Google provides the google-genai SDK, which has a different API surface than the OpenAI SDK. However, you can access Gemini models through platforms like OpenRouter or Vertex AI that provide OpenAI-compatible API endpoints, allowing you to reuse existing code with minimal changes. The native Google SDK is recommended for access to Gemini-specific features like thinking_level.
How much does Gemini 3.1 Pro cost compared to GPT-5.4?
Under 200K context, Gemini 3.1 Pro costs $2.00 input / $12.00 output per million tokens. GPT-5.4 costs $2.50 input / $15.00 output per million tokens. That makes Gemini 3.1 Pro 20% cheaper on both input and output. Above 200K context, Gemini 3.1 Pro's pricing jumps to $4.00/$18.00, which makes it more expensive than GPT-5.4 on input tokens but still cheaper on output.
Key Takeaways
-
Gemini 3.1 Pro leads on general and scientific reasoning. The 77.1% ARC-AGI-2 score surpasses Claude Opus 4.6 (68.8%) by over 8 points. GPQA Diamond at 94.3% is the highest among frontier models.
-
Coding benchmarks favor Claude -- for now. SWE-Bench Verified shows Claude Opus 4.6 at 80.8% and Claude Sonnet 4.6 at 79.6%, both ahead of Gemini 3.1 Pro's 78.8%. If automated software engineering is your primary use case, Claude still has the edge.
-
Pricing is the most competitive among frontier models. At $2.00/$12.00 per million tokens (under 200K context), Gemini 3.1 Pro undercuts GPT-5.4 by 20% and Claude Opus 4.6 by 52-60%. Watch the 200K context threshold where prices jump to $4.00/$18.00.
-
The thinking_level parameter is a genuine differentiator. Explicit control over reasoning depth (LOW/MEDIUM/HIGH) lets developers optimize the cost-latency-accuracy tradeoff per request rather than per model.
-
1M token multimodal context is production-ready. Text, audio, images, video, PDFs, and code repositories all fit in a single context window.

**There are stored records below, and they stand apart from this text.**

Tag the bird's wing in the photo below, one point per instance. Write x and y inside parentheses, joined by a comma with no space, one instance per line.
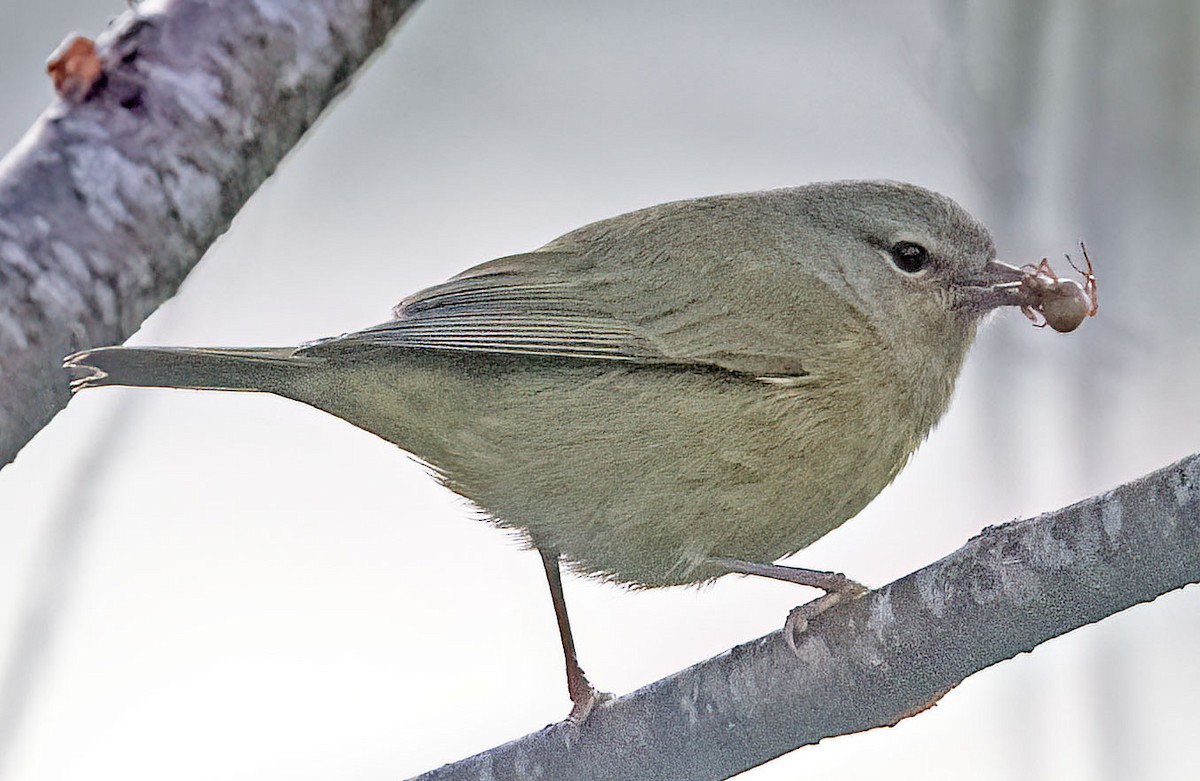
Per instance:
(520,305)
(564,304)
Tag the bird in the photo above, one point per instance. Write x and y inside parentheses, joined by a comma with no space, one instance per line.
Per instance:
(667,396)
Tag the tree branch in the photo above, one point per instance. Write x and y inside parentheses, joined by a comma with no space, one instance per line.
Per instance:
(123,184)
(888,655)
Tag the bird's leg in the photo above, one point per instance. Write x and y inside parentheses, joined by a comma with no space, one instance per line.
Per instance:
(583,695)
(837,587)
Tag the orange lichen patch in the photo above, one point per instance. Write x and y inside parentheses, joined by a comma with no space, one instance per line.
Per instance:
(923,707)
(75,67)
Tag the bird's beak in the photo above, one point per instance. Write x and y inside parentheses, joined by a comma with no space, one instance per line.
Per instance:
(997,284)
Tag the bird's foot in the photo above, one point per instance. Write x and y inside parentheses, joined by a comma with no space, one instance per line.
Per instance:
(585,702)
(798,619)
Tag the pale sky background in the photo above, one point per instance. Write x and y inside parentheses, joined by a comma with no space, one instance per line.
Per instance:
(237,587)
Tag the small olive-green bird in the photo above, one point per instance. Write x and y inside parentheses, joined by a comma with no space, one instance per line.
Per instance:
(667,396)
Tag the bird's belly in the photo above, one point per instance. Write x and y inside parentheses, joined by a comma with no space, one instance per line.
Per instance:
(637,474)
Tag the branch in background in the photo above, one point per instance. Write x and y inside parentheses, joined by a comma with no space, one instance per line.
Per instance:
(124,182)
(888,655)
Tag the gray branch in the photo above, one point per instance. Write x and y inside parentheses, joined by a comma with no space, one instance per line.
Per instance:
(124,182)
(888,655)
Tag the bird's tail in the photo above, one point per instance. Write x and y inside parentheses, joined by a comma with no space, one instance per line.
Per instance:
(256,368)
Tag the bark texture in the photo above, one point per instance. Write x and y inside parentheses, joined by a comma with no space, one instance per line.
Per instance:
(121,185)
(886,656)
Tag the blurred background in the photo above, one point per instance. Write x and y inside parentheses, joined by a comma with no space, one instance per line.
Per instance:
(204,586)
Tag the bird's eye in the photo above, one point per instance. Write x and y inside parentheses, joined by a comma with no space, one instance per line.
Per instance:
(910,257)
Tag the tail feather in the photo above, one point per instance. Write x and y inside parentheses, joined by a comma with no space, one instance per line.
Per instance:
(257,368)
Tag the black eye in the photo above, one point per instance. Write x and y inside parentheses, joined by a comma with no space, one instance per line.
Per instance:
(910,257)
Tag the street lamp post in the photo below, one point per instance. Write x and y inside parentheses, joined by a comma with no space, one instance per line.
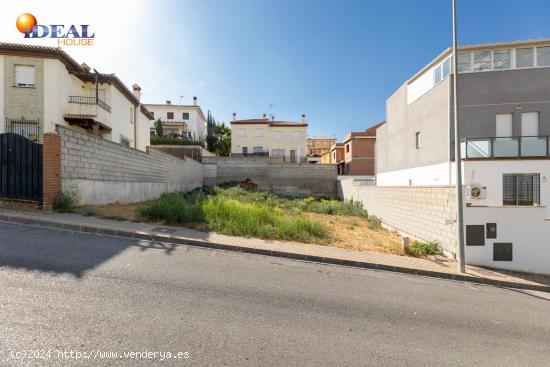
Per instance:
(458,160)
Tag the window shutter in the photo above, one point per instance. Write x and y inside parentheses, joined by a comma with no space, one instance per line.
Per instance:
(24,75)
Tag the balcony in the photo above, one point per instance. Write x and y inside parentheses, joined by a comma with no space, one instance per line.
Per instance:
(512,147)
(88,111)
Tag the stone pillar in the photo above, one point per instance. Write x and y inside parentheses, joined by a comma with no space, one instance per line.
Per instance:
(51,169)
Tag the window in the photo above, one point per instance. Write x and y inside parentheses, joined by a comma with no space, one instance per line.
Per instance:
(543,56)
(278,153)
(464,62)
(124,141)
(521,189)
(482,60)
(24,76)
(437,74)
(502,60)
(525,58)
(504,125)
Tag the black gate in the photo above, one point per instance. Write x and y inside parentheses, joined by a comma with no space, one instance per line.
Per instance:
(20,168)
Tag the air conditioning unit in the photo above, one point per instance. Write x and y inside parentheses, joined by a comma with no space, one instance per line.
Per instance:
(476,192)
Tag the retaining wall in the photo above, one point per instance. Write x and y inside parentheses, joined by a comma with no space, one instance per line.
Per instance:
(292,179)
(105,172)
(422,212)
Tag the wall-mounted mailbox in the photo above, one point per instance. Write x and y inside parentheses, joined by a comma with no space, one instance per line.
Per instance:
(491,229)
(502,251)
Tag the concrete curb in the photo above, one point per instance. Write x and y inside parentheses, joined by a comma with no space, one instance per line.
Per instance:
(99,230)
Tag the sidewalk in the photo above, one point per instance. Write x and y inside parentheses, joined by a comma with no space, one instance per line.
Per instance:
(330,255)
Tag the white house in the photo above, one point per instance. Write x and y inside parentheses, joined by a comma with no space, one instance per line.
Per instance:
(43,86)
(187,121)
(504,129)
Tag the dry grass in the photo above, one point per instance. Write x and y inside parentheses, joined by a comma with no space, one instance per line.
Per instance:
(346,231)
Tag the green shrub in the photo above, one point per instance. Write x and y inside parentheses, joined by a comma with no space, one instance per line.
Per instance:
(66,201)
(420,249)
(374,222)
(175,208)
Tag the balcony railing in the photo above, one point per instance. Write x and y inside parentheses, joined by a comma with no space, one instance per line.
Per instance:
(512,147)
(90,100)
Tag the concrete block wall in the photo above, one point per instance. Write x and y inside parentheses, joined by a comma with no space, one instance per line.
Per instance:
(287,179)
(105,172)
(425,213)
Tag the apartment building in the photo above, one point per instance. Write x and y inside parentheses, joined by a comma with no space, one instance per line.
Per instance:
(317,146)
(184,121)
(269,137)
(43,86)
(504,124)
(359,158)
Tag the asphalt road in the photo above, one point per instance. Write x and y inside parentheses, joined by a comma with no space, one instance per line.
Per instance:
(91,295)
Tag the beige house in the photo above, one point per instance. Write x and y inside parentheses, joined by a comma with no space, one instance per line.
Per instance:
(265,137)
(43,86)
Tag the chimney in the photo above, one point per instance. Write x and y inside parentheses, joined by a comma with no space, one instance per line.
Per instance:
(136,89)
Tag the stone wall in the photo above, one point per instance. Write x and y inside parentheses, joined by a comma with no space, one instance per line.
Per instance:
(299,180)
(104,172)
(421,212)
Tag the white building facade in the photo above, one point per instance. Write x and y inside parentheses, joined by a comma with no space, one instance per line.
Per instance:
(43,86)
(504,127)
(184,121)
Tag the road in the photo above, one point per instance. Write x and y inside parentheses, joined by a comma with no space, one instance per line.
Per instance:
(63,292)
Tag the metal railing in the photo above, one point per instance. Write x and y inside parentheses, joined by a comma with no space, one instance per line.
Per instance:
(509,147)
(90,100)
(30,129)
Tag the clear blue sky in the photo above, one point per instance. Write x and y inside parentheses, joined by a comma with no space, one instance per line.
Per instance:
(337,61)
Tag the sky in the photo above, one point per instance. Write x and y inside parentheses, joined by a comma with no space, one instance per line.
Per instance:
(336,61)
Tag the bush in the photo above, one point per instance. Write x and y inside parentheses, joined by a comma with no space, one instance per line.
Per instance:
(66,201)
(170,140)
(175,208)
(374,222)
(420,249)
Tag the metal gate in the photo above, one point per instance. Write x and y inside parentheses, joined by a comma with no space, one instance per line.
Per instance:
(20,168)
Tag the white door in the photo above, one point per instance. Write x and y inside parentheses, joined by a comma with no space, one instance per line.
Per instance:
(504,125)
(530,124)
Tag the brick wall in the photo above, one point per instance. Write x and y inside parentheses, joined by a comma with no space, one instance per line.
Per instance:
(421,212)
(288,179)
(103,171)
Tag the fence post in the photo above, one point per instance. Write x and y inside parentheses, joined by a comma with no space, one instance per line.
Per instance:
(51,169)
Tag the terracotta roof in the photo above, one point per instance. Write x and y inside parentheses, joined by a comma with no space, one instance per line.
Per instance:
(72,66)
(268,122)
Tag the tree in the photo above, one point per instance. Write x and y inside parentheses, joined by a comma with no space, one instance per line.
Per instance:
(211,138)
(158,127)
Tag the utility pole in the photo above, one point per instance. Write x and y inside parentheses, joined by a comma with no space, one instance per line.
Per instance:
(458,156)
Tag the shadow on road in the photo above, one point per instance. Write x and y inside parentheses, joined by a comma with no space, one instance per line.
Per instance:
(62,252)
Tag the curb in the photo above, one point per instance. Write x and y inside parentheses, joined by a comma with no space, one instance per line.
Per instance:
(72,227)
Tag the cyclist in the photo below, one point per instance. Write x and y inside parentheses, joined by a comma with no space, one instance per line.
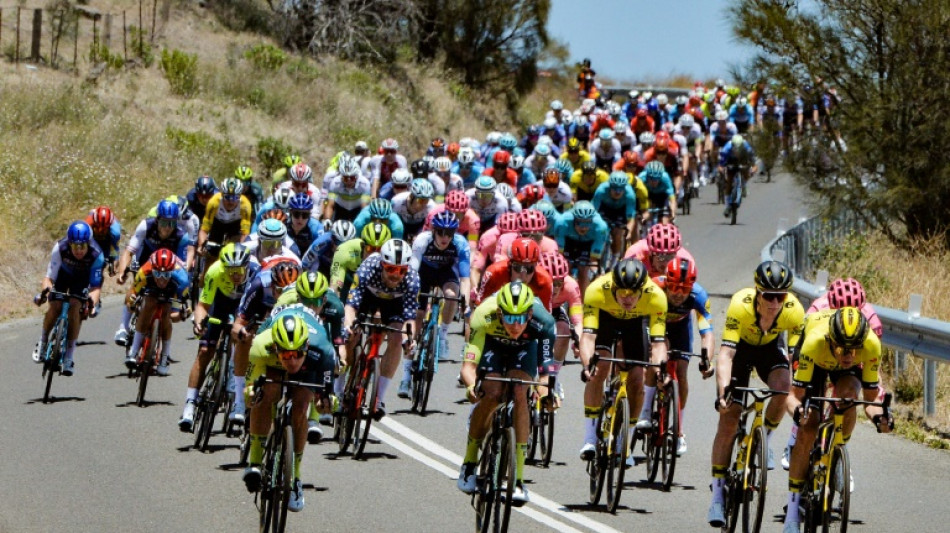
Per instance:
(443,259)
(347,193)
(616,305)
(381,210)
(384,282)
(223,287)
(294,346)
(75,266)
(685,298)
(162,277)
(755,320)
(839,347)
(581,236)
(512,335)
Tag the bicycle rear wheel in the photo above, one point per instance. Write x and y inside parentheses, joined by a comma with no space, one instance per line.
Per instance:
(755,482)
(837,493)
(617,459)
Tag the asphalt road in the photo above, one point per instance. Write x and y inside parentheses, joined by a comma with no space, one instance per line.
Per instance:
(92,461)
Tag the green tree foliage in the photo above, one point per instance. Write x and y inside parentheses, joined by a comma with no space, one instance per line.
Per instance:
(888,61)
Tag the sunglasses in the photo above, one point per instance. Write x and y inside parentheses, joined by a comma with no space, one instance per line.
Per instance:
(395,269)
(522,268)
(514,319)
(774,296)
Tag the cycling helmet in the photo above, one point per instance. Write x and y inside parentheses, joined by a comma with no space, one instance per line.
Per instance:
(380,209)
(205,185)
(485,184)
(79,232)
(515,298)
(846,293)
(421,189)
(232,187)
(342,231)
(532,221)
(243,173)
(524,251)
(773,276)
(664,239)
(167,209)
(443,164)
(301,202)
(234,255)
(456,201)
(375,234)
(300,173)
(272,230)
(290,333)
(284,273)
(507,223)
(396,252)
(629,274)
(445,220)
(849,328)
(102,219)
(618,180)
(584,210)
(163,260)
(311,285)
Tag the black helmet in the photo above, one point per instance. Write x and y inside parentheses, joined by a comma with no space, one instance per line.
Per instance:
(419,168)
(773,276)
(629,274)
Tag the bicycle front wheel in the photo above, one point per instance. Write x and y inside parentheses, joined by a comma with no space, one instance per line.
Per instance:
(755,481)
(837,493)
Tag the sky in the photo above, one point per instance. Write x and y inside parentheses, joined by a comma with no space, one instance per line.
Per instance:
(640,40)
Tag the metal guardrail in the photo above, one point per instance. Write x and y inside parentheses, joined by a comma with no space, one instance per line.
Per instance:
(904,331)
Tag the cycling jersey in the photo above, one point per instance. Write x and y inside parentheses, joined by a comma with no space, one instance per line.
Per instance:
(742,321)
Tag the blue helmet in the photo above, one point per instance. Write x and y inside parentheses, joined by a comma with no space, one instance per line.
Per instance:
(79,232)
(168,209)
(301,202)
(445,220)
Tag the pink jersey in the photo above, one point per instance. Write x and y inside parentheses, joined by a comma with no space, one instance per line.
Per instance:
(867,310)
(469,225)
(639,250)
(548,245)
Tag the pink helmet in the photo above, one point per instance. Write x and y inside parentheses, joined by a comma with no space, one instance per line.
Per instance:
(846,293)
(556,264)
(532,221)
(456,201)
(664,239)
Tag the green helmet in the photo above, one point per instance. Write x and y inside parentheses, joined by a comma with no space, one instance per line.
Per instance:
(290,333)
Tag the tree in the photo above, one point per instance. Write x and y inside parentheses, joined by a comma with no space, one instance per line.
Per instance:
(888,62)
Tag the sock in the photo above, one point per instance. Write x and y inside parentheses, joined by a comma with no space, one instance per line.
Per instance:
(520,456)
(471,450)
(256,455)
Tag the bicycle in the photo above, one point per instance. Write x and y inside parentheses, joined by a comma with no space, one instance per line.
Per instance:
(747,477)
(826,496)
(495,478)
(277,467)
(56,343)
(425,361)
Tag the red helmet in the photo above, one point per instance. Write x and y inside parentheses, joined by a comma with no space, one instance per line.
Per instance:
(846,293)
(102,219)
(456,201)
(507,222)
(664,239)
(556,264)
(680,273)
(525,251)
(163,260)
(532,221)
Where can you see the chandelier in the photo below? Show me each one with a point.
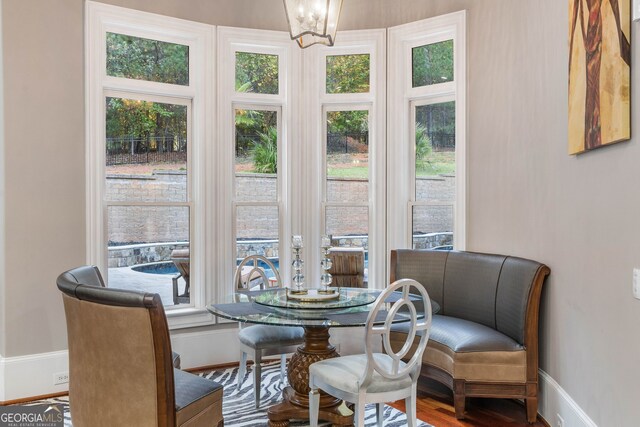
(313, 21)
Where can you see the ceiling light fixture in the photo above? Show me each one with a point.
(313, 21)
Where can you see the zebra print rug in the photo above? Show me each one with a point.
(238, 406)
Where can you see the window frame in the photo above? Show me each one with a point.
(230, 41)
(102, 18)
(403, 98)
(318, 101)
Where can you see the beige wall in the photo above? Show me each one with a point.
(527, 197)
(44, 172)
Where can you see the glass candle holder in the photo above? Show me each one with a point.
(326, 279)
(297, 264)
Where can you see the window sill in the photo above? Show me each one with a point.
(189, 317)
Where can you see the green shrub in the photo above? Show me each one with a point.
(265, 152)
(423, 147)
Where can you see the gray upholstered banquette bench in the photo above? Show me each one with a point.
(484, 340)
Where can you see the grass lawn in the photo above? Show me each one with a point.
(438, 163)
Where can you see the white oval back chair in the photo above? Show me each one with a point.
(257, 341)
(378, 377)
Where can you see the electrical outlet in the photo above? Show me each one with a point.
(60, 378)
(636, 283)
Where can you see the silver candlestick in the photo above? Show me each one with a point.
(326, 278)
(297, 264)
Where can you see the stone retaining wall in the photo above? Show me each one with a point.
(134, 224)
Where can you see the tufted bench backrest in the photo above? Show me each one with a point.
(493, 290)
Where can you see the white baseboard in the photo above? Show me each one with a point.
(206, 348)
(32, 375)
(554, 401)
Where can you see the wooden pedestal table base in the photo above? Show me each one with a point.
(296, 396)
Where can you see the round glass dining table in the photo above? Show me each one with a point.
(276, 307)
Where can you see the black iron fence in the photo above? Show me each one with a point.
(442, 141)
(338, 143)
(128, 150)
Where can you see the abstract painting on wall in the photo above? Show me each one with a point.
(599, 73)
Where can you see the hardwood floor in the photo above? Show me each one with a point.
(435, 406)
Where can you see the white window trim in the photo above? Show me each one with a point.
(402, 96)
(230, 41)
(199, 94)
(317, 102)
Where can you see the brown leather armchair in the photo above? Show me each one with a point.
(120, 360)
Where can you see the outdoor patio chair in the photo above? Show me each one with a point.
(347, 267)
(180, 258)
(257, 341)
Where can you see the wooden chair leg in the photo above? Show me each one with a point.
(257, 376)
(380, 414)
(175, 289)
(459, 399)
(314, 407)
(358, 416)
(242, 370)
(410, 407)
(283, 367)
(532, 409)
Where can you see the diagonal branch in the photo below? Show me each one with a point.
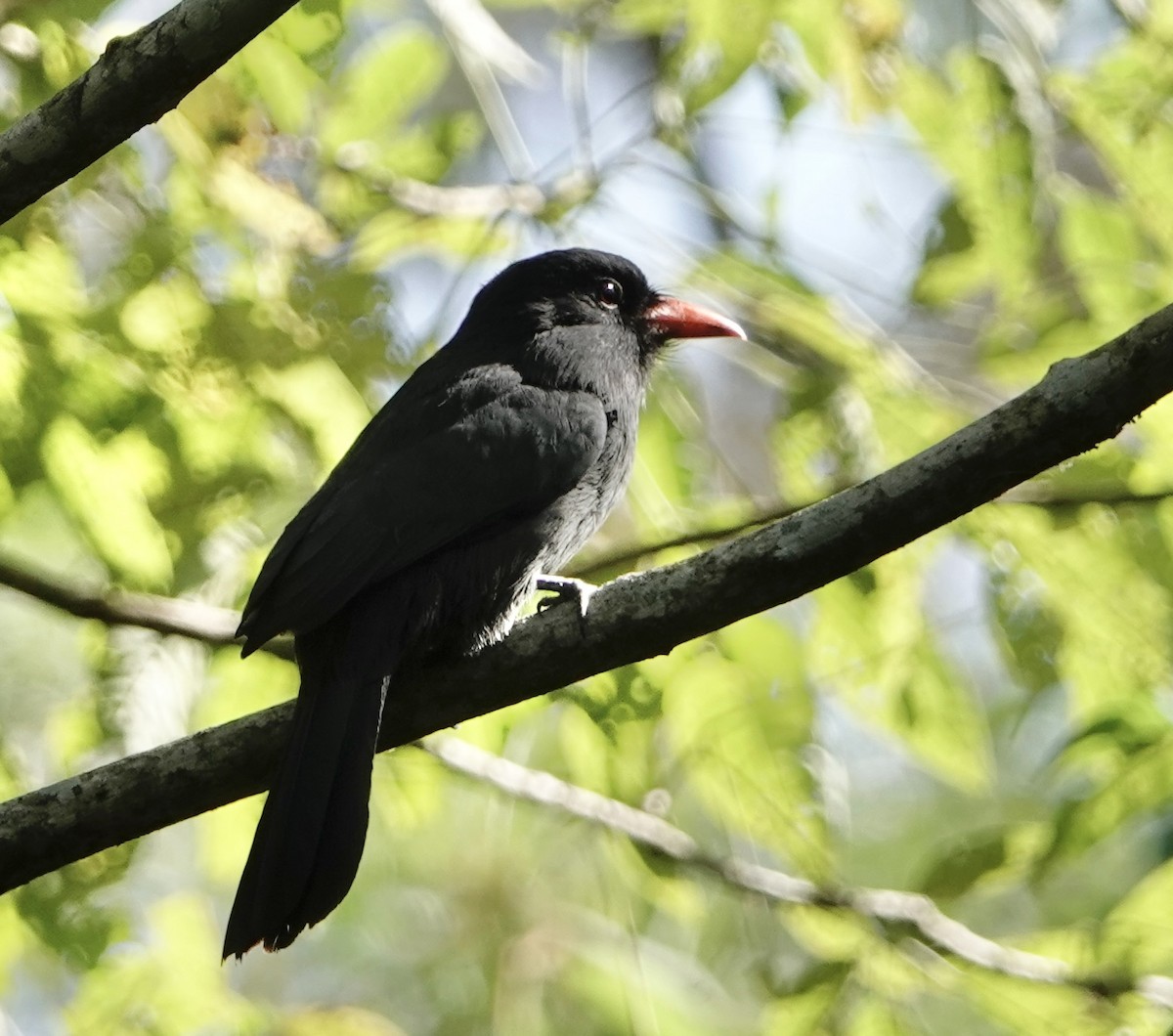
(1078, 404)
(625, 555)
(136, 80)
(885, 905)
(164, 615)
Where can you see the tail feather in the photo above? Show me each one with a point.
(312, 829)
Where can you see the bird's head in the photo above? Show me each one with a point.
(584, 303)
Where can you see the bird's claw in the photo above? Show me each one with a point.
(564, 588)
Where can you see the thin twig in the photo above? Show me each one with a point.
(136, 80)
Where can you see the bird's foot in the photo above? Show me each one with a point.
(564, 588)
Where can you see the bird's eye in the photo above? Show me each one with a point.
(610, 293)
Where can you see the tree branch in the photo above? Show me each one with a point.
(626, 555)
(1077, 405)
(885, 905)
(136, 80)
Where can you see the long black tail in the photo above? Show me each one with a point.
(312, 830)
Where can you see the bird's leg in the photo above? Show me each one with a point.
(566, 588)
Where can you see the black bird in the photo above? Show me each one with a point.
(493, 463)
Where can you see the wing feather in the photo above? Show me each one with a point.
(391, 503)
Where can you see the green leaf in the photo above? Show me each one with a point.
(107, 487)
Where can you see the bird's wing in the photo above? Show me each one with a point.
(391, 503)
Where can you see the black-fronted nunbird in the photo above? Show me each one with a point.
(493, 463)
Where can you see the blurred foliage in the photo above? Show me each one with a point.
(194, 328)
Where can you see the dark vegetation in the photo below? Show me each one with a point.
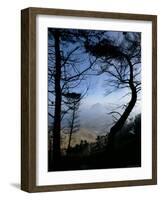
(73, 56)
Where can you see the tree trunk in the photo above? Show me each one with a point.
(71, 129)
(120, 123)
(57, 114)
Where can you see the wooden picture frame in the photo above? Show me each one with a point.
(28, 98)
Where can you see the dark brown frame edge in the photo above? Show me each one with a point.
(28, 98)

This enables workflows that were previously impossible without complex chunking and retrieval architectures.
-
The model is in preview. Released February 19, 2026 as a preview, some capabilities may change before general availability. Build with the API but plan for potential adjustments.
-
Model selection should be workload-specific. No single model dominates every benchmark. Use Gemini 3.1 Pro for reasoning-heavy and multimodal workloads. Use Claude for code-heavy workloads. Use GPT-5.4 as a balanced middle option. Evaluate on your own data before committing.
Conclusion
Gemini 3.1 Pro represents Google's strongest entry into the frontier model competition. The ARC-AGI-2 and GPQA Diamond scores are not incremental improvements -- they represent clear leadership on the benchmarks most associated with genuine reasoning ability. The pricing, undercutting GPT-5.4 while offering a 4x larger context window, forces a conversation that benefits every developer.
The practical decision comes down to workload mix. Reasoning and multimodal workloads favor Gemini 3.1 Pro. Automated software engineering favors Claude. The thinking_level parameter adds a dimension of per-request control that other models do not yet offer. If you have not benchmarked Gemini 3.1 Pro against your specific workload, now is the time.